A confirmar-se a tendência haverão de repetir-se – como farsa, ensinou Marx – episódios recentes da história do Brasil.

Em seu tragicômico interregno Fernando Collor de Melo teve que livrar-se dos auxiliares preferidos, até tentou um ‘ministério de notáveis’ mas foi derrubado assim mesmo.

No tristíssimo período em que o governo Lula foi flagrado a ‘alugar’ apoios no Congresso, o escândalo recomendava impedir o presidente mas os adversários preferiram ‘deixá-lo sangrar’ para derrotá-lo nas eleições seguintes. Erraram. Lula entregou Zé Dirceu e outros amigos, deu a volta por cima e reelegeu-se, depois ainda faria a sucessora.

 

Escorregões, pecados

Escolados, os oponentes da ‘presidenta’ (que bobagem!…) preferiram não esperar e aproveitaram escorregões veniais para punir-lhe os reais pecados: inapetência política, incompetência na administração e sobretudo incapacidade (ou omissão, dá no mesmo) de deter o assalto à Petrobrás e outros domínios do estado revelado pela Lava a Jato.

Diga-se a favor de Dilma Rousseff que não inventou os esquemas corruptos nem pareceu beneficiar-se pessoalmente deles; só os herdou e não soube (ou pôde) combatê-los.

 

Remédio fatal

Então a gente vai ter que esperar as eleições para varrer Bolsonaro e sua turma? – haveria de afligir-se um leitor mais ansioso. Infelizmente tudo indica que sim, quanto ao presidente, mas de parte da turma será possível livrarmo-nos, como aliás vem acontecendo. Assim vai-se mantendo acuada a fera, contendo-lhe ao menos os instintos mais perigosos.
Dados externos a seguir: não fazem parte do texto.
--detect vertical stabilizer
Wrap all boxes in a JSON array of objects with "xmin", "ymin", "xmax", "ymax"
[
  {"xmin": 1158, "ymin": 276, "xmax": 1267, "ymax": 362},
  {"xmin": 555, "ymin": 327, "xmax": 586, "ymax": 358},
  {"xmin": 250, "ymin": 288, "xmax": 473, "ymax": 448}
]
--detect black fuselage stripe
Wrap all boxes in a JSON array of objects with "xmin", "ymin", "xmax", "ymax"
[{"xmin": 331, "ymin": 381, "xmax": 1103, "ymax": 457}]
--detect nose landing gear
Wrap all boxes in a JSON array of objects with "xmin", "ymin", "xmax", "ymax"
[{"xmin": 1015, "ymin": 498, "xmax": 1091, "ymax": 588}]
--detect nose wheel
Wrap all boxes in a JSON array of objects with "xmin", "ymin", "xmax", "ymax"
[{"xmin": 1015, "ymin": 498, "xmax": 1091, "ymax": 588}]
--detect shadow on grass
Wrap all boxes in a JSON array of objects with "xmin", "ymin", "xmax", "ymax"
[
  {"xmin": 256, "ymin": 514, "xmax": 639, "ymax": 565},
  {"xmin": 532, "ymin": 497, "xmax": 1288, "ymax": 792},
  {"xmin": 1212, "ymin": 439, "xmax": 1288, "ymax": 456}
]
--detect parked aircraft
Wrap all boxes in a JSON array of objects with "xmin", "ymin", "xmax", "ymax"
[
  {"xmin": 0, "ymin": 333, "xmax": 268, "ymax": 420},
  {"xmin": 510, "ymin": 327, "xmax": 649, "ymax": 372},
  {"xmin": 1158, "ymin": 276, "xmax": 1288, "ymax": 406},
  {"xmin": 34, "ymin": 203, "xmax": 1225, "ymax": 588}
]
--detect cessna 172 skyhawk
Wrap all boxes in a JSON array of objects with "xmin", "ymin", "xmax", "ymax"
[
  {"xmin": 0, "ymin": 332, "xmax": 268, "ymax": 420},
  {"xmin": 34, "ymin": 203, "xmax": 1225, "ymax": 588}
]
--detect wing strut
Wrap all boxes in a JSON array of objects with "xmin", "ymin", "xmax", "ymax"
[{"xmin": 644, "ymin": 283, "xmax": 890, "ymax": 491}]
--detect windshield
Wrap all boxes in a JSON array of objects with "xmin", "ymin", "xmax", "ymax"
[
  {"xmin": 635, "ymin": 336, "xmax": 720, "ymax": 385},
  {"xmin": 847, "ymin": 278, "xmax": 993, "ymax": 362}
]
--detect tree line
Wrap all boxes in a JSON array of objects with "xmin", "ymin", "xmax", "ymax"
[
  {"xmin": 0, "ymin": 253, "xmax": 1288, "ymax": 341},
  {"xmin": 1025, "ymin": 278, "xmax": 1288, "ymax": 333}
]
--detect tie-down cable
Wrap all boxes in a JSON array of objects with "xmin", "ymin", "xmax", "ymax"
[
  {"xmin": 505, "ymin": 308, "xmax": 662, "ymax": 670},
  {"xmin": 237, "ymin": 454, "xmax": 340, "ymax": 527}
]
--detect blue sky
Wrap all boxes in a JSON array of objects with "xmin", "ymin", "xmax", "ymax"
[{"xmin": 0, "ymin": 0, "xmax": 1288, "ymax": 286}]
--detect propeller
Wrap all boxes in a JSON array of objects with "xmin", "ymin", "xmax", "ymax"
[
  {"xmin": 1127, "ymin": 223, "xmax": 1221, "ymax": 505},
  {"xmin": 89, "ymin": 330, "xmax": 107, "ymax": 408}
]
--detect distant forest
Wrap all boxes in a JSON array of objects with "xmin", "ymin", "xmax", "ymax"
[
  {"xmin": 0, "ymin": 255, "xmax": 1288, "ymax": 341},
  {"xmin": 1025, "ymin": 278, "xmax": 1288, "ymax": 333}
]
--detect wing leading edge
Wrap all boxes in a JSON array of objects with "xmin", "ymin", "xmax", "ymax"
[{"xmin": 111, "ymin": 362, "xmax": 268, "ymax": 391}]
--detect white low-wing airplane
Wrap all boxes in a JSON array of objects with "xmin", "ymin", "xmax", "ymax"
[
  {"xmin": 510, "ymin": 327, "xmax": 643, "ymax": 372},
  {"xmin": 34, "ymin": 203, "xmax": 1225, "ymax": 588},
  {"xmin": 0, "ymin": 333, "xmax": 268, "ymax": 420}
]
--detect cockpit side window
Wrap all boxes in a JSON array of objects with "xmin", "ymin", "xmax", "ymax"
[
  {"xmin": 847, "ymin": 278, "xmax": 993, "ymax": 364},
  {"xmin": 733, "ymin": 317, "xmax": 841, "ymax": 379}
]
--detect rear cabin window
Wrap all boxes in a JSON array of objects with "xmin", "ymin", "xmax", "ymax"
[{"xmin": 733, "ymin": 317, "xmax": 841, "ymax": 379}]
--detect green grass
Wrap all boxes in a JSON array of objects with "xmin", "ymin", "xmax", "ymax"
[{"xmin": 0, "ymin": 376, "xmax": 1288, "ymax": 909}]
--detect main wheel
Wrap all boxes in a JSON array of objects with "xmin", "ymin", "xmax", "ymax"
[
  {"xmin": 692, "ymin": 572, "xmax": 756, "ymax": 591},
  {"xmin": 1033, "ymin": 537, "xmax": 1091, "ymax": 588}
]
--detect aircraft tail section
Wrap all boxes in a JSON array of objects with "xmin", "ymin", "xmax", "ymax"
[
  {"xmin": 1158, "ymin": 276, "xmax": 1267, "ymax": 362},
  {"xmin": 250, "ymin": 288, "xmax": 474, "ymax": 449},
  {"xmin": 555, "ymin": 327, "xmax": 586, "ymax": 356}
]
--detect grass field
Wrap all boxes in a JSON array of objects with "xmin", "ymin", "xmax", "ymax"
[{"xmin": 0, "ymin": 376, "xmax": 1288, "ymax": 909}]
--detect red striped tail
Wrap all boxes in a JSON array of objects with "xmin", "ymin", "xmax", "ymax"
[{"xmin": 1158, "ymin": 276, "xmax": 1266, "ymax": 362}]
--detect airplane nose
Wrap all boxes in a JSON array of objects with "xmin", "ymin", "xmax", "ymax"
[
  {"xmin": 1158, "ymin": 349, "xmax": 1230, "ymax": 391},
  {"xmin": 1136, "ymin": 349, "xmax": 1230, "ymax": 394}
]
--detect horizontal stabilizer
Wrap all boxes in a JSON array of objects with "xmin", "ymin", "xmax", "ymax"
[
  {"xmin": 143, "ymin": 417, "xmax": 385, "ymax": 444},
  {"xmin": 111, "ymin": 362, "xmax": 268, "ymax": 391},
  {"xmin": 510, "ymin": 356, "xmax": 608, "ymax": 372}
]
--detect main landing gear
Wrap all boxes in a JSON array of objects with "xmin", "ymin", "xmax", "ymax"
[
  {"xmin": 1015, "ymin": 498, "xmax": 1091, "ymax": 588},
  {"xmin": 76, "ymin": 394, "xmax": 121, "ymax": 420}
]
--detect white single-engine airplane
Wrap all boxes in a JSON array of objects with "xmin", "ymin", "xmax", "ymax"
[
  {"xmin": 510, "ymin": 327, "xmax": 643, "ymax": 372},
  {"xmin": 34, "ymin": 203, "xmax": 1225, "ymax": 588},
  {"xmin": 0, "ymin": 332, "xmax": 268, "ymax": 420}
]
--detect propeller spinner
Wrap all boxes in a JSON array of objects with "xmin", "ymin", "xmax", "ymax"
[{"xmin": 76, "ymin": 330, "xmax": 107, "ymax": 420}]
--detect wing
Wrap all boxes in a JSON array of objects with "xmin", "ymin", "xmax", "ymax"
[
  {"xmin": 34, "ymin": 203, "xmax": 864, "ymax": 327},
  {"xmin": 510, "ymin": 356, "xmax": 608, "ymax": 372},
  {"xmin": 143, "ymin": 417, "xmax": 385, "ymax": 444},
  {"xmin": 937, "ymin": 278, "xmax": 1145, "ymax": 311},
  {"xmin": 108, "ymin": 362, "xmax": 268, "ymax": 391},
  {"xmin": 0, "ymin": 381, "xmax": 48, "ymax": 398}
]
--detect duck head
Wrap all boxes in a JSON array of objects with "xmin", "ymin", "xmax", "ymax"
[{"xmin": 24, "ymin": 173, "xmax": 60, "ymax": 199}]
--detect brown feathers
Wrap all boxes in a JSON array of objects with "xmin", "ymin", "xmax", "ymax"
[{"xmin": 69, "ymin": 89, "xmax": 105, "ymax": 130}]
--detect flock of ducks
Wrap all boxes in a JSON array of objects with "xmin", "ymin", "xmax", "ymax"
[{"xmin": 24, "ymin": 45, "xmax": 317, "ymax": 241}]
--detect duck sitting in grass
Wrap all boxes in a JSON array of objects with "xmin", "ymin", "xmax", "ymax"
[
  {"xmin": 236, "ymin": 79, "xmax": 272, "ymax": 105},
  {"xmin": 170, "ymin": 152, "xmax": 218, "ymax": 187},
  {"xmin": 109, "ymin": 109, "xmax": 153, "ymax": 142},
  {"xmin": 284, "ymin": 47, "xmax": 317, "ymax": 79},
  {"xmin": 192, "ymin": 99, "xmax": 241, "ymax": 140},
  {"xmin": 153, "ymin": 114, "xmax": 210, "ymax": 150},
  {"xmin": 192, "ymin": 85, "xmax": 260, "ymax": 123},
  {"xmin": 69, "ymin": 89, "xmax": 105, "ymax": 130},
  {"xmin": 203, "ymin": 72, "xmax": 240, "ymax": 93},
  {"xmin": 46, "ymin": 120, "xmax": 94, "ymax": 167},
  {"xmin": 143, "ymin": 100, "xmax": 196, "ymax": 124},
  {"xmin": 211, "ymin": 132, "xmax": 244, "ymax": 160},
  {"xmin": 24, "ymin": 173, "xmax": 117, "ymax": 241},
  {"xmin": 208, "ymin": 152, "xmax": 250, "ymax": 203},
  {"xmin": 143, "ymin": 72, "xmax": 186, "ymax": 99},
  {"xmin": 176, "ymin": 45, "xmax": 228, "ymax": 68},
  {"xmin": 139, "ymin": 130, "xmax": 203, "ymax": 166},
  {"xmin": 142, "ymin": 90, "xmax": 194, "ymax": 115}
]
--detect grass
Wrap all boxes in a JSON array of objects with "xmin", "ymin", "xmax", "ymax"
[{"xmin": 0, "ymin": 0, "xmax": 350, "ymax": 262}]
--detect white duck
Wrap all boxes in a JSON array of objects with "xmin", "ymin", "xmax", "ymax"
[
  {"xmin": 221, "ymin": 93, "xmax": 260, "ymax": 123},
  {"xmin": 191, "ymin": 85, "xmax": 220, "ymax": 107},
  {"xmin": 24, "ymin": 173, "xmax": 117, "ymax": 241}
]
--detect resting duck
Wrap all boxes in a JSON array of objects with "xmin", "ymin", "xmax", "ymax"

Entretanto, é sempre possível que de repente ele não resista à própria natureza e cometa desatino mais grave, intragável até ao paladar pouco exigente do centrão. Aí poderá concretizar-lhe a ameaça do presidente da Câmara e o Parlamento haverá de ministrar-lhe os corretivos de sua farmacologia, inclusive o tal “remédio fatal”.

 

Temos vacina!

Ah!, sim, as vacinas brasileiras.

A gente sofre há meses a insuficiência e irregularidade no abastecimento, sobretudo por não tê-las nossas, produzidas internamente e portanto fornecidas contínua e confiavelmente; eu mesmo reclamei aqui de que faz tempo sucessivos governos sonegaram recursos a nossos competentes institutos de pesquisa e produção de imunizantes, universidades e outros entes capazes de garantir-nos autossuficiência no setor.

Eis que, inopinadamente, ficamos sabendo que há duas vacinas prestes a finalizar os testes, podendo iniciar a produção em poucos meses, além de outras quinze (!) em diferentes estágios de evolução.

 

Disputa mesquinha

Tudo se fez em segredo, longe dos olhos da opinião pública e a salvo da bisbilhotice dos jornalistas, na verdade para que os dois projetos que mais rapidamente avançaram – um estadual, em São Paulo e outro federal – resguardassem-se um do outro.

Quer dizer: algo vital como a criação e produção autóctone de proteção contra o sarscov-2 submeteu-se à lógica de interesses eleitorais, em detrimento da evolução das pesquisas: não seria de esperar-se que a cooperação, em vez de disputa mesquinha beneficiasse ambos os projetos e antecipasse-lhes o êxito?